Ortwin Schulte, Leiter des Referats der ständigen Vertretung Deutschland bei der EU, gab in seinem Vortrag beim Rechtssymposium des G-BA am 2. Dezember 2019 in Berlin Auskunft zum Stand der Verhandlungen zur Vereinheitlichung der in der EU unterschiedlich gehandhabten Nutzenbewertungen oder HTAs für Arzneimittel und Medizinprodukte. Die erste Lesung im Europaparlament sei positiv verlaufen, aber die Haltung des Europaparlaments kontrastierte mit der Haltung einiger nationaler Parlamente, die gegen eine Vollharmonisierung seien. Entsprechend seiner Einschätzung sei jedoch der politische Druck nach Jahren zäher Verhandlungen für eine Einigung auf europäischer Ebene sehr groß und mit einem Entschluss sei unter deutscher Ratspräsidentschaft im zweiten Halbjahr 2020 zu rechnen.

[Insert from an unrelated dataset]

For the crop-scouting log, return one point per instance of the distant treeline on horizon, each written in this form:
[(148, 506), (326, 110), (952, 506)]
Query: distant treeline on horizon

Im Kommissionsvorschlag vom Januar 2018 ist die Rechtsverbindlichkeit einer EU-HTA-Bewertung auf Grundlage von Art. 114 AEUV vorgesehen. Dagegen wünschen sich einige Mitgliedstaaten die Berücksichtigung nationaler Besonderheiten unter Hinweis auf Art. 168 AEUV, der den Bestand der nationalen Gesundheitssysteme garantiert. Dabei stehen aus deutscher Perspektive einige „Rote Linien" zur Debatte, die in einem gemeinsamen Brief der Gesundheitsministerien von Deutschland, Frankreich, Spanien, Polen, Tschechien und Bulgarien im Dezember 2018 übermittelt wurden. Und allein Frankreich, Deutschland und Spanien bilden mit über 35 % der Stimmrechte eine Sperrminorität gegen eine Vollharmonisierung, so dass der Kommissionsvorschlag wohl nicht kompromissfähig sein wird.

Weiterer Streitpunkt ist der Anwendungsbereich von EU-HTA: während die Kommission alle neu zugelassenen Arzneimittel (ca. 45 pro Jahr) und eine Auswahl von Medizinprodukten, zu denen insbesondere alle Hochrisikoprodukte zählen, in einer neu zu bildenden Koordinierungsgruppe bewerten will, schlagen Deutschland und Frankreich eine Auswahl von 10 Arzneimitteln und Medizinprodukten von Fall zu Fall vor.

Ortwin Schulte kommt zu dem Schluss, dass der derzeitige Kommissionsvorschlag politisch nicht durchsetzbar erscheint, aber mit der Neuzusammensetzung der Kommission und den kommenden Ratspräsidentschaften, namentlich der von Deutschland, noch im nächsten Jahr mit einer Einigung zu rechnen sei.